An Exercise Of Living In Balance With Out Limitation
My friend Angela shared a lessons she’s trying learn at this time in her life. A lesson for determining what you want for yourself, regardless of the “should’s” and anything viewed as limiting.
My Dad’s Mom taught me some great lessons in this area. So I thought I’d use Angela as my inspiration this evening and tell you about my Grand Mother. Or Maw as we called her.
She was a little lady by today’s standards. Petite and very tough. She was married on July 4th, 1922 to my grandfather and spent her honeymoon in the new house he had purchased for her and their soon to be family. One of the first things he did for her, was take her to the local voting registrar and get her a voting card. She voted in every Presidential election throughout her life.
She lost her middle son in 1945 during WWII when he was killed in action in Germany. Within 3 years of his death, her husband (my grandfather) died after a long illness. With her remaining children grown and her husband gone, she lived out the rest of her life alone in that very same house. She never remarried and remained close to her two remaining children. She filled her days with work. probably to keep busy. I doubt anyone knows or ever knew how she felt and what she went through to cope through her losses.
She worked every day of her life; in the garden, in the kitchen, canning, cooking, doing little things here and there in the house to keep things clean. She didn’t over do anything. “Everything in moderation” was what she’d constantly say to me when we went down “home” for a visit in Tennessee.
She baked the best cakes with the most wonderful icing all from scratch. She made the best sweet pickles and I only wish I had gotten her to teach me how she made them. When we’d visit; she made sure there was plenty for everyone to eat. Sometimes too much of everything to satisfy everyone. But she wanted to take care of her family and that was how she did it.

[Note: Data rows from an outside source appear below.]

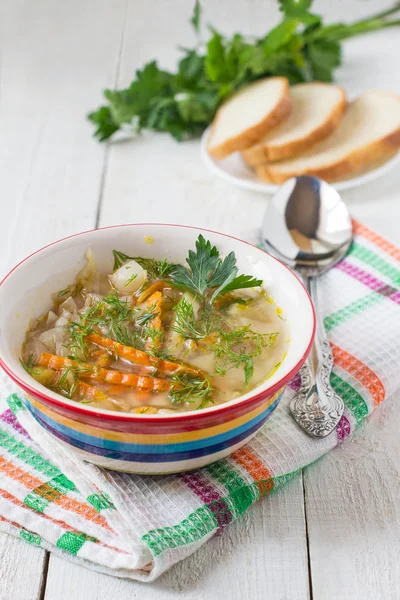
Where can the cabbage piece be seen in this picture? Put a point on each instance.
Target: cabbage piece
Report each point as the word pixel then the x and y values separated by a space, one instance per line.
pixel 53 337
pixel 88 278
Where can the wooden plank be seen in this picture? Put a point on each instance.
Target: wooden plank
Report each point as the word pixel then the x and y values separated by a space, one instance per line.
pixel 352 506
pixel 22 569
pixel 157 179
pixel 262 555
pixel 353 514
pixel 54 64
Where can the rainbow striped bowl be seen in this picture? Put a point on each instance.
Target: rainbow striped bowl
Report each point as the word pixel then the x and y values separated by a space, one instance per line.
pixel 140 443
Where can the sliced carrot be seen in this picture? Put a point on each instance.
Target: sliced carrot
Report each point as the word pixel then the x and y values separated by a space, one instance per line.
pixel 154 287
pixel 138 357
pixel 87 371
pixel 104 360
pixel 90 392
pixel 117 389
pixel 154 302
pixel 148 410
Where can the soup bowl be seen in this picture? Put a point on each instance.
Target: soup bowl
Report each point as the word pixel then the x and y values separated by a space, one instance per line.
pixel 143 443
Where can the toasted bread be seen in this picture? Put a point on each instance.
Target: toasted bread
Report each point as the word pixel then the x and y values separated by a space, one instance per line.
pixel 248 115
pixel 368 132
pixel 317 109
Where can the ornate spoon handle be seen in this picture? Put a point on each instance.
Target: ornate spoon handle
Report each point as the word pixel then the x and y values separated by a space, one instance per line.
pixel 316 407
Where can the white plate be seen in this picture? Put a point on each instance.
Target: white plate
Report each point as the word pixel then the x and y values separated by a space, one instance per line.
pixel 234 170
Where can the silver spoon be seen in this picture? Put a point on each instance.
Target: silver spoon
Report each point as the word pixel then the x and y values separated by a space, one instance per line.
pixel 307 226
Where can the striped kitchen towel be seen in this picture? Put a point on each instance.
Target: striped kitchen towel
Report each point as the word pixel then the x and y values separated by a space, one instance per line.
pixel 137 527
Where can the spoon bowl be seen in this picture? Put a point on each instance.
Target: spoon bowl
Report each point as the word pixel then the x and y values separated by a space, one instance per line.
pixel 308 226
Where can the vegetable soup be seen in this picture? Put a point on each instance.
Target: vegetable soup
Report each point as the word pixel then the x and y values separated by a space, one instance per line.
pixel 156 337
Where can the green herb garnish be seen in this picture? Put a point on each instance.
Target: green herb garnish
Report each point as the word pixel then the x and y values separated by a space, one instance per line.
pixel 191 390
pixel 209 273
pixel 186 324
pixel 183 103
pixel 156 269
pixel 112 313
pixel 238 347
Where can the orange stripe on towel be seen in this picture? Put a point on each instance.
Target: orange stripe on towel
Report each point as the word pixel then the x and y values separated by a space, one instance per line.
pixel 62 524
pixel 361 372
pixel 32 483
pixel 253 465
pixel 376 239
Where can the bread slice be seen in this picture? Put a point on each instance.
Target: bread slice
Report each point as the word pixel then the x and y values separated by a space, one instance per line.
pixel 248 115
pixel 317 109
pixel 368 132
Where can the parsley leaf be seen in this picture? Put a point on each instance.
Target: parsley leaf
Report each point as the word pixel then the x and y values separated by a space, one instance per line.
pixel 195 20
pixel 183 103
pixel 208 271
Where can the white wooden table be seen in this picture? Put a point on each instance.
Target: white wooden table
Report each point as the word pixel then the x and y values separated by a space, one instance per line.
pixel 332 533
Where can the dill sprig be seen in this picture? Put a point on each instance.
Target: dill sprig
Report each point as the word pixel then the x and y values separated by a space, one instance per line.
pixel 112 313
pixel 191 390
pixel 69 379
pixel 186 324
pixel 156 269
pixel 238 347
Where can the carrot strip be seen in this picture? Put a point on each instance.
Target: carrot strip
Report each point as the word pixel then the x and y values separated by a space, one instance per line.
pixel 154 287
pixel 140 382
pixel 138 357
pixel 148 410
pixel 118 389
pixel 90 392
pixel 154 302
pixel 104 360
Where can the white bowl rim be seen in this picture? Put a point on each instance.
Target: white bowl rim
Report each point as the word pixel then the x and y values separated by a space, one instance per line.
pixel 198 414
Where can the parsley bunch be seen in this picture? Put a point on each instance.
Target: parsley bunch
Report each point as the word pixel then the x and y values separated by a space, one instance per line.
pixel 209 275
pixel 184 103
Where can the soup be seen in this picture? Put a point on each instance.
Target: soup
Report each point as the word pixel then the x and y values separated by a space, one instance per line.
pixel 156 337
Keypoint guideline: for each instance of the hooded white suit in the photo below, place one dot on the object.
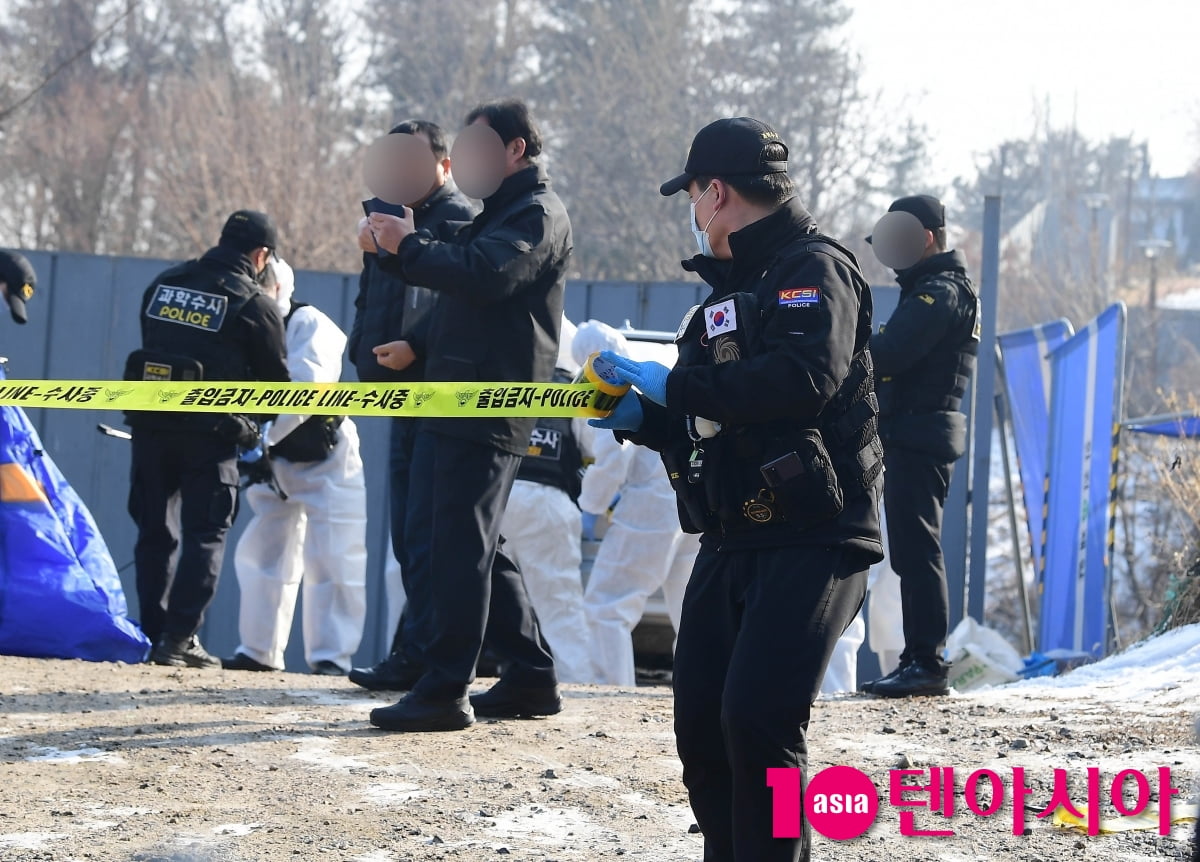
(318, 534)
(643, 548)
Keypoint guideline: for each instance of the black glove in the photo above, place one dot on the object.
(239, 429)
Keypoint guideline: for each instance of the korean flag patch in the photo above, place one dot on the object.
(721, 318)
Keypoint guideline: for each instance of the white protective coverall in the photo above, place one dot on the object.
(643, 548)
(886, 627)
(541, 530)
(318, 533)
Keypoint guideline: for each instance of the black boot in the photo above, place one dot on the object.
(916, 678)
(869, 686)
(504, 700)
(417, 712)
(184, 652)
(396, 672)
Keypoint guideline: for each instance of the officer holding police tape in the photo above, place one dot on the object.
(767, 427)
(204, 319)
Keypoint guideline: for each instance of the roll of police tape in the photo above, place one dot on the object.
(433, 400)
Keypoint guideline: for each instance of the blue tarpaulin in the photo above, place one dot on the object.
(1026, 376)
(1085, 417)
(1168, 425)
(60, 594)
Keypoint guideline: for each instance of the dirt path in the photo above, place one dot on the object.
(142, 762)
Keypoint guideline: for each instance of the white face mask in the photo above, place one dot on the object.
(701, 233)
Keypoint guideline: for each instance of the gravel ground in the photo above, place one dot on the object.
(108, 761)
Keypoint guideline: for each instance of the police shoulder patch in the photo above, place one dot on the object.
(801, 298)
(187, 307)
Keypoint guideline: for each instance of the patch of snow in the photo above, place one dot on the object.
(375, 856)
(1165, 669)
(333, 699)
(393, 794)
(29, 840)
(79, 755)
(543, 825)
(316, 750)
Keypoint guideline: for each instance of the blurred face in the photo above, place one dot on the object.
(514, 151)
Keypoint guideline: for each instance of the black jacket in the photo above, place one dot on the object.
(211, 310)
(388, 309)
(499, 282)
(789, 377)
(924, 357)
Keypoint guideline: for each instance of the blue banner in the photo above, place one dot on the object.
(1086, 375)
(1025, 366)
(60, 594)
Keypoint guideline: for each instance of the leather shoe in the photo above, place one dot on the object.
(183, 653)
(417, 713)
(916, 678)
(240, 660)
(869, 686)
(394, 674)
(504, 700)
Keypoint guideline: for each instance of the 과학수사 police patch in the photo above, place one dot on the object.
(189, 307)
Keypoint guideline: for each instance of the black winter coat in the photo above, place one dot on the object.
(499, 282)
(388, 309)
(807, 330)
(924, 357)
(240, 336)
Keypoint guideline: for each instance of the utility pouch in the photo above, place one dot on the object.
(694, 516)
(802, 483)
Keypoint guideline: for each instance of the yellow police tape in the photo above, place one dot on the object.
(465, 400)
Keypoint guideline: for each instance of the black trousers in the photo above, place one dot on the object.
(757, 630)
(415, 622)
(915, 488)
(202, 468)
(457, 494)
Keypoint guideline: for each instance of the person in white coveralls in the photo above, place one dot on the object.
(541, 528)
(643, 548)
(315, 537)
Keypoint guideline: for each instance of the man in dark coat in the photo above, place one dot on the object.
(501, 282)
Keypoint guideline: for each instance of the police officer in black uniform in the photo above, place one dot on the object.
(767, 427)
(17, 283)
(924, 357)
(204, 319)
(390, 310)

When I was in my teens, she and I sat on her front porch on the swing and we watched the cars go by while we chatted. She told me one day while eating a bowl of ice cream to never deprive yourself of anything and you’ll never want for anything in your life. If you want a piece of cake; have a piece of cake. But here’s the catch, that craving your having will be satisfied if you take your time eating it and you only eat 3 to 4 bites of it. You don’t have to eat the whole slice and over do it. Cakes can be frozen and they’ll be just as good a month from now out of the freezer, when you have another craving for cake.
Moderation means not eating the whole cake. It can also mean you don’t have to eat the whole slice either. You can satisfy your desire and balance your moderation not to over do it at the same time. That is why all her cakes were 1 layered pan cakes. You can measure out the perfect slice for 3 or 4 bites and not have anything left over. Eating she said, was as much about your brain as it is about your tummy. And she was right. We do things to sustain us in life, but we also do things to gain pleasure and fulfillment too. Knowing you ate the whole serving you given makes you feel like you didn’t deprive yourself. Only eating half the slice of a really big piece of cake may satisfy the craving, but in the back of your mind your subconscious doesn’t feel as though it got all it deserved.

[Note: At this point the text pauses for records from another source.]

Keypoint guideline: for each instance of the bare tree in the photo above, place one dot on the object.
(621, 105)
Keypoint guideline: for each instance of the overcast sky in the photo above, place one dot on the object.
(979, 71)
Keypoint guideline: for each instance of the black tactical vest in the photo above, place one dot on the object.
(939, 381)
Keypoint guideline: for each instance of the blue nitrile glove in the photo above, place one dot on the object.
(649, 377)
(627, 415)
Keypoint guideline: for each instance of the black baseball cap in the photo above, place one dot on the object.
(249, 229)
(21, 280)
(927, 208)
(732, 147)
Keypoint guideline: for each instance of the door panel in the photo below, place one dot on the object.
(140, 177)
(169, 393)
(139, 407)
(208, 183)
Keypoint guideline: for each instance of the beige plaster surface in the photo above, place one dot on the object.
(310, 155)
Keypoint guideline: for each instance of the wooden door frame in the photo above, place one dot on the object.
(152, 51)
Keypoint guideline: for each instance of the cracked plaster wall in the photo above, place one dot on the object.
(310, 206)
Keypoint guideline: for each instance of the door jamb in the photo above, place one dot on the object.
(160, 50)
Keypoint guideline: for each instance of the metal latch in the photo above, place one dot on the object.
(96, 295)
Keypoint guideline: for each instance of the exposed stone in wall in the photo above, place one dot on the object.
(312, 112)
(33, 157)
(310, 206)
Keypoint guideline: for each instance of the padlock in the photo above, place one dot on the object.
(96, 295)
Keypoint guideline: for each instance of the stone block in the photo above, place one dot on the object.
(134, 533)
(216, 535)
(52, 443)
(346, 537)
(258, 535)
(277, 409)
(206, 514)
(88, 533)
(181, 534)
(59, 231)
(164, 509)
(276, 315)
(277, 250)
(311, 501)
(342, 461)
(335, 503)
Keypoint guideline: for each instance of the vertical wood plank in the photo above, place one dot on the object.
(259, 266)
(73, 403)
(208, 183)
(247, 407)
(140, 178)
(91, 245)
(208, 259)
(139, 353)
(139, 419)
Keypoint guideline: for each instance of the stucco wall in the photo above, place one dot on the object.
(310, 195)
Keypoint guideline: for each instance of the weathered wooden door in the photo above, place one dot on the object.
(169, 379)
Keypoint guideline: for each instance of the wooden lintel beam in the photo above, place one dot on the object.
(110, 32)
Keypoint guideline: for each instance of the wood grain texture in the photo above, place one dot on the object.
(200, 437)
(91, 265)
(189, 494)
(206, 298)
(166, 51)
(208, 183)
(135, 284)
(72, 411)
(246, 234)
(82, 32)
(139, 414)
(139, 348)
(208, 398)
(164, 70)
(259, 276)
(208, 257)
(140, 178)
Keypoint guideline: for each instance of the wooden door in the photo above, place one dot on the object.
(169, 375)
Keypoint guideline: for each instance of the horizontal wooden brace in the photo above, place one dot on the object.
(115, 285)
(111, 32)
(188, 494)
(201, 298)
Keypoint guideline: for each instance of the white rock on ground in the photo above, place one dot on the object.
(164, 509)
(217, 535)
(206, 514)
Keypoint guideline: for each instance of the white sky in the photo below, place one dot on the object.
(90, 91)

Depriving yourself of anything sets up a mental attitude that you “can’t have” something you want. Over time, that message filters into other areas of your life creating a pattern of self limitations. You can’t have the sweet things in life that you crave, because you don’t deserve it or can’t have it and must deprive yourself. No matter what “it” is you desire; love, abundance, happiness and so on, you slowly build a pattern of what you can or cannot have in life and not just at the dining room table.
Setting limitations come from one place; a place of fear. When its food, some are afraid of gaining weight, or maintaining health to live longer, or to ensure they’re able to live well in their old age. But don’t be so afraid of not living well later in life that you forget to live well today. My Grand Mother was well into her 90s when she passed. She wasn’t overly cautious about what she ate or even what she did day by day through exercise. She took her time doing things, in moderation and continued to work in her garden, which was fairly size-able. When she was forced to live with limitations at a nursing home, her health began to fail and it wasn’t long before she left us. Limitations have far-reaching consequences that we may never see until years later. Don’t put limits on yourself and break the pattern of lack to remind yourself you deserve to fly free without chains holding you down.

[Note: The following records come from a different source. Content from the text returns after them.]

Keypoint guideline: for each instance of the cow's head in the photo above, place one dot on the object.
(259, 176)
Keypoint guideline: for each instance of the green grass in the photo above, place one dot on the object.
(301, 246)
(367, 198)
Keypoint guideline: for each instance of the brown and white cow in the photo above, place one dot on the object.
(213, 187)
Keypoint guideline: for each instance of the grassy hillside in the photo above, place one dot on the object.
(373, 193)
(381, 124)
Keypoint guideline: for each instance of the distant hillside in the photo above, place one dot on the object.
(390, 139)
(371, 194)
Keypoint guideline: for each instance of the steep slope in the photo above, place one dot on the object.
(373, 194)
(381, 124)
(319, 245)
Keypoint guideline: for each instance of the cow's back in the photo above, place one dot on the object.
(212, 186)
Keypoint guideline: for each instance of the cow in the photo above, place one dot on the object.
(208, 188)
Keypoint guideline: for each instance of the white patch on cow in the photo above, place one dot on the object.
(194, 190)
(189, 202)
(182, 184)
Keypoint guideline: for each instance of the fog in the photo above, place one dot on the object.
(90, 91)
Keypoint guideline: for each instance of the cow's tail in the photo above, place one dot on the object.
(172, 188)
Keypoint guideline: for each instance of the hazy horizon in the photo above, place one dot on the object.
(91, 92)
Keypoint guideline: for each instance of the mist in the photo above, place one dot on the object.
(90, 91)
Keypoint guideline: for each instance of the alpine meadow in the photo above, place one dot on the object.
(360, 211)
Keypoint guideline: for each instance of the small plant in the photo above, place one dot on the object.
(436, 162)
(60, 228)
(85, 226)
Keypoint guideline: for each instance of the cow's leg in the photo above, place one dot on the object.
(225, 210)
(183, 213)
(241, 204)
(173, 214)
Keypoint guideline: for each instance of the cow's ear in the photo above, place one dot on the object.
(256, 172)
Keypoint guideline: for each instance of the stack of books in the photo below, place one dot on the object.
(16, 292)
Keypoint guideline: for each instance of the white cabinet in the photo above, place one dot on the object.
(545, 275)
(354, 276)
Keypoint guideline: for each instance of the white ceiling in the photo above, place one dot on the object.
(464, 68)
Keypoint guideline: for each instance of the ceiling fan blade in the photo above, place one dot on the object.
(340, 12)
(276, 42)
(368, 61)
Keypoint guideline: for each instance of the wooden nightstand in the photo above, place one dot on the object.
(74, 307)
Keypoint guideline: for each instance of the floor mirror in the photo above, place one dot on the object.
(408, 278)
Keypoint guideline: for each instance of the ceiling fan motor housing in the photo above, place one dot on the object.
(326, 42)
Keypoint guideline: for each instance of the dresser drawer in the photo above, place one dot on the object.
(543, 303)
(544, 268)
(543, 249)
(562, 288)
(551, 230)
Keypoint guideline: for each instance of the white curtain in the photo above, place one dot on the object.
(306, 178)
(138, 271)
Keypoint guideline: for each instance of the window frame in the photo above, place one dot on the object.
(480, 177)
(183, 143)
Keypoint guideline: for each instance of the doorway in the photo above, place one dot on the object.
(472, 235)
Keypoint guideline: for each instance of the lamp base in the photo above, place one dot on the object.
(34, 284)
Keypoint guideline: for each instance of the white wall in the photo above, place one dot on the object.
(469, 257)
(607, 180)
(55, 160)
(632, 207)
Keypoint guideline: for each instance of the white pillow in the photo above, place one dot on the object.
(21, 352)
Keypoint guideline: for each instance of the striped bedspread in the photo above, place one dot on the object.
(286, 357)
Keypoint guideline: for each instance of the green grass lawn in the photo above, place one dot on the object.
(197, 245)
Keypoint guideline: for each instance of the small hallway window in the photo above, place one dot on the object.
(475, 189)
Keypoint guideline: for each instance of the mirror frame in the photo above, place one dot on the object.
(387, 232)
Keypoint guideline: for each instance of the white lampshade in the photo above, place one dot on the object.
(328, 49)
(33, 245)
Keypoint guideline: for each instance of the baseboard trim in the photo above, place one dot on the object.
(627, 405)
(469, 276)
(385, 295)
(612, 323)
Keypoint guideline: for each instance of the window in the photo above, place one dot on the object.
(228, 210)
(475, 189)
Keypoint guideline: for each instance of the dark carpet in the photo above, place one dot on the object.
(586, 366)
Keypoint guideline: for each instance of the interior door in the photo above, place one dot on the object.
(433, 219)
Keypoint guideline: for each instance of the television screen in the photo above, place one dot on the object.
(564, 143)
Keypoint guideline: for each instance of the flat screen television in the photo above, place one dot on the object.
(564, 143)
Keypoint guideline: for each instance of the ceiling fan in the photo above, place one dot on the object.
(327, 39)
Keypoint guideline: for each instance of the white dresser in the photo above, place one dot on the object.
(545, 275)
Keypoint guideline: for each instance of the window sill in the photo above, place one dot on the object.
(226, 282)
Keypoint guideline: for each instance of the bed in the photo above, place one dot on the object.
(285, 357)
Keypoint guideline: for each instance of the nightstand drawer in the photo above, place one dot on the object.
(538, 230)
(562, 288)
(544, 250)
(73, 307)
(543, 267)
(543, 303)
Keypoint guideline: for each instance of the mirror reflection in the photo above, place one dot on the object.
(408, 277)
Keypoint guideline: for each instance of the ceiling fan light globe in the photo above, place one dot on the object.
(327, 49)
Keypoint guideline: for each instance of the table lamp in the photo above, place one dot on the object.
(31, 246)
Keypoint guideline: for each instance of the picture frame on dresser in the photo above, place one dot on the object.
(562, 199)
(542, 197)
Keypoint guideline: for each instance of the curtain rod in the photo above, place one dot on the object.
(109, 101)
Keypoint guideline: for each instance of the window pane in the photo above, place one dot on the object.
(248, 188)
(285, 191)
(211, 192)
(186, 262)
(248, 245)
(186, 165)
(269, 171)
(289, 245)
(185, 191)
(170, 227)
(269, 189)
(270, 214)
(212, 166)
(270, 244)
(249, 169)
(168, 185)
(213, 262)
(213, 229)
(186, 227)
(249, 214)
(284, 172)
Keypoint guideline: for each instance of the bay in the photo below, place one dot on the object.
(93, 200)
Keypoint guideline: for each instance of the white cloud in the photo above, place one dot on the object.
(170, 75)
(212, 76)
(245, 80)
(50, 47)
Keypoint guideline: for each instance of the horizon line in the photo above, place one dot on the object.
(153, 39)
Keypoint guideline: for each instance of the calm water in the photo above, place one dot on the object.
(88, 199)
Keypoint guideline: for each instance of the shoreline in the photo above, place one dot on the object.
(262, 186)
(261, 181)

Living in balance will even out the playing field between indulgence and practicality. Why can’t you have the fancy new car? What’s wrong with taking the roof off your desires and reaching for the stars? Should you go out and live a champagne lifestyle on a beer salary? No, but then that wouldn’t be living in balance; would it?
Don’t be contained, be the container!
Your method of travel can be an Armored car, guarded in constant fear,
or it can be a convertible with the top down, ready to fly free!
~ Springwolf 🐾 © 2014
Living in balance doesn’t mean living to extremes. It means balancing expectations and desires, with practicality and accountability. You may not be able to buy the Limited Edition Range Rover today, but that doesn’t mean you can’t find something new and reliable that will get you closer to that goal. Maybe the little Ford Escape is the means to getting you further down the road of success where that Range Rover is waiting for you.
Break the pattern of “can’t” have and “shouldn’t” have. Live your life in balance and give your mental health a boost. You can satisfy the craving, enjoy all the senses that little piece of cake provides and eat it too!